Mike DeVooght of DEVO Capital Management is looking for rallies as hedging opportunities. “We would use rallies approaching $4.60-4.80 on the summer natural gas strip as an opportunity for producers to lock in forward sales, primarily using floors and collars,” he said in a monthly report to clients.

For the moment, he suggests trading accounts to hold short a July futures position rolled from when April was at $5.00 to $5.10, and end-users should stand aside. Producers and those with exposure to lower prices are counseled to hold short the remainder of a May-October strip initiated at $4.20 to $4.30 as well as a second summer strip sold at $4.50.

Raymond James is raising its rig forecast, but it has less to do with the natural gas outlook than activity elsewhere. “[T]he recent surge in U.S. horizontal activity has surpassed even our expectations. Accordingly, we are raising our 2014 U.S. rig forecast from 1,806 rigs to 1,849 rigs (which is up 5% y/y vs our previous 2.5% y/y growth),” the company said in a report.
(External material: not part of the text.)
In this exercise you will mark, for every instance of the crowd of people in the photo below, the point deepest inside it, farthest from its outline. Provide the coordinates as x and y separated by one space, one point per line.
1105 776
“More importantly, we are raising our U.S. horizontal rig forecast from 11% y/y growth to 14% y/y growth (or y/y growth of an average of 153 versus our prior growth estimate of 123 horizontal rigs). While there are many moving parts driving our rig forecast (e.g., pad drilling, infrastructure bottlenecks, higher completion spending, etc.), the focal points for this upward revision are 1.) the Permian, 2.) the Permian, and 3.) the Permian. Of course, it is not that simple, but the message is that the majority of horizontal expansion (or the driver of new-builds/equipment repositioning) is going to hit the Permian.

“Surprisingly, the Marcellus does not help our 2015 rig forecast: With natural gas storage levels left lower due to unusually large winter withdrawals, the market should pull the Marcellus to produce more gas. While the gas is there, we don’t think additional takeaway capacity will be there to the point where drilling activity will surge. With additional takeaway capacity build-outs already projected to be 100% utilized, we cannot justify horizontal rig growth in the latter half of 2015. We are modeling about 5% growth in 2015 (about five rigs),with all of this growth happening at the beginning of the year.”

In overnight Globex trading July crude oil rose 3 cents to $102.74/bl and July RBOB gasoline fell a penny to $2.9635/gal.